In secondary indexes, InnoDB trades complexity for space, by not keeping track of version history for each secondary index record separately. This adds complexity to three interdependent areas: multi-version concurrency control (MVCC), purge of transaction history, and implicit locking.
In multi-versioning, if a secondary index record has been marked for deletion, or if PAGE_MAX_TRX_ID indicates that the page where the record resides has been recently modified, InnoDB has to look up the record in the clustered index and then painstakingly construct each available version of the record to find out if the secondary index record exists in the current read view.
As noted in MDEV-16962, the purge of history must ensure that a delete-marked secondary index record is not visible in any MVCC view. If the secondary index comprises virtual columns, then the matching of clustered index record versions and the secondary index record may have to evaluate virtual column values.
As noted in MDEV-11215, a record is implicitly locked by a transaction if it was written or modified by that transaction. If a conflicting lock request arrives from another transaction, that transaction may convert the implicit lock request to an explicit one (on behalf of the lock-owner transaction) before creating its own lock object for starting the lock wait.

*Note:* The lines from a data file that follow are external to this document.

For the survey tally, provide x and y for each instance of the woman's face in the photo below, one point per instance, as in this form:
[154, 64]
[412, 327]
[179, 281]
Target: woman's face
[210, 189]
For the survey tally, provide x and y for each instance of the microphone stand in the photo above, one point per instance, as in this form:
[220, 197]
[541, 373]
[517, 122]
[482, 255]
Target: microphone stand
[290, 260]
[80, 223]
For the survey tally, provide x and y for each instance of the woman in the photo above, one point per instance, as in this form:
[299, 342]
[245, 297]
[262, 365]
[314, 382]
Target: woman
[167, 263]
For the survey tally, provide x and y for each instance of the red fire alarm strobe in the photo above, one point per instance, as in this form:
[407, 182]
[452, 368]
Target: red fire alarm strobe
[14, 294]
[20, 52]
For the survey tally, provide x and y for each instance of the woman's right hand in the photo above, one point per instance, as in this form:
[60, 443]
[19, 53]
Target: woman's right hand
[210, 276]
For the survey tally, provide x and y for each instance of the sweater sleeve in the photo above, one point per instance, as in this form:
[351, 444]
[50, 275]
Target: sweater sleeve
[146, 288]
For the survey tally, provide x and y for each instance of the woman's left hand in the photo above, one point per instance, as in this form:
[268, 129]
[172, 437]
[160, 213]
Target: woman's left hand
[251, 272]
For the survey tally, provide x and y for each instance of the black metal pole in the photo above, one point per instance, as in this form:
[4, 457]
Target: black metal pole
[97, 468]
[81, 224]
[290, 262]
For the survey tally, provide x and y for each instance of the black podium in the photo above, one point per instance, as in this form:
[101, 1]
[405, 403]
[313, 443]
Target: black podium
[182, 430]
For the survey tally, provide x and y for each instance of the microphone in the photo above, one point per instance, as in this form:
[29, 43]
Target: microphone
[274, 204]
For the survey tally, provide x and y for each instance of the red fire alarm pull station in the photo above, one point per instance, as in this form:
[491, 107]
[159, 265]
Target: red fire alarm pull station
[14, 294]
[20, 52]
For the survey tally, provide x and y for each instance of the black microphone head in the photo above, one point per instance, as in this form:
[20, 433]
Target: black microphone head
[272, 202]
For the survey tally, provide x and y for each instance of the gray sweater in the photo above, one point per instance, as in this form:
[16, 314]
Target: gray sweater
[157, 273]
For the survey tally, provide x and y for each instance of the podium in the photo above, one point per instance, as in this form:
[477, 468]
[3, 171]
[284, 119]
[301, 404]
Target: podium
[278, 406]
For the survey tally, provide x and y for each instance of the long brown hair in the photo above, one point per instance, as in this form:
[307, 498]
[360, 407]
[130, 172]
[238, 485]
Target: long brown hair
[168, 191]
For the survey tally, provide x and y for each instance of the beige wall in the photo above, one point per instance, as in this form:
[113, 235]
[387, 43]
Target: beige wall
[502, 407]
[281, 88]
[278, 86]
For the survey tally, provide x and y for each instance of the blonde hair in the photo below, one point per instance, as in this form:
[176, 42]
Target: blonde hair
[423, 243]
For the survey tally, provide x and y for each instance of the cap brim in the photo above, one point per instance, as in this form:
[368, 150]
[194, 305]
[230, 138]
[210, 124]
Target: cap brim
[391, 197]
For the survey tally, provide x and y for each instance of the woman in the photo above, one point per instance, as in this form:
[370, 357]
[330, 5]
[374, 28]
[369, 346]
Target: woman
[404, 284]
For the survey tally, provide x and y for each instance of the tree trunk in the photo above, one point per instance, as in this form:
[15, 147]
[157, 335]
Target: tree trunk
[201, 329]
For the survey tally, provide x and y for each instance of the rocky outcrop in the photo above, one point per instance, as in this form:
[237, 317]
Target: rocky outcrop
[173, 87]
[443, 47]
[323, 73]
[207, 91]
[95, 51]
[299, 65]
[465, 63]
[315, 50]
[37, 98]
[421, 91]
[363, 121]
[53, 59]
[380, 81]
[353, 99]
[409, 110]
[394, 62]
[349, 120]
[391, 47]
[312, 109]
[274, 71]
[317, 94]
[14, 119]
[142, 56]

For clustered index records, determining whether a record is implicitly locked is easy: the hidden DB_TRX_ID column will belong to an active (or XA PREPARE; not committed) transaction. For secondary index records it is very expensive because there is no per-record DB_TRX_ID but only a PAGE_MAX_TRX_ID. Therefore the function row_vers_impl_x_locked() has to look up the matching version of the record in the clustered index before we can determine whether the secondary index record is implicitly locked. This and the similarly slow MVCC logic can lead to a 'death spiral' of a busy server. These operations slow down the purge of transaction history, and they become slower as the history grows. In my response to a blog post I mentioned Bug#14704286 SECONDARY INDEX UPDATES MAKE CONSISTENT READS DO O(N^2) UNDO PAGE LOOKUPS.
If we had DB_TRX_ID in InnoDB secondary index records, the existence implicit locks could be detected directly based on that field, just like in clustered indexes.
An indexed column can be modified multiple times during a transaction. If we also include DB_ROLL_PTR in the secondary index records, MVCC could construct earlier versions of the secondary index record by fetching earlier undo log records.
To reduce the space overhead, we could introduce a change to the secondary index leaf page header, allowing the following choices. This could be implemented by slightly repurposing the field PAGE_MAX_TRX_ID.
- PAGE_MAX_TRX_ID = 0: All records in the page are visible for all transactions.
- PAGE_MAX_TRX_ID = 0xFFFFFFFFFFFFFFFF: All records in the page have DB_TRX_ID,DB_ROLL_PTR.
- Else: There is no per-record versioning. (The old way.)
With this, we could gradually convert secondary index pages to the new format as the pages are being modified. No change to the metadata would be needed; all secondary indexes would be in this hybrid format. Tables could be imported to old MariaDB versions, but secondary indexes would have to be dropped and re-created if any page contains the extra fields.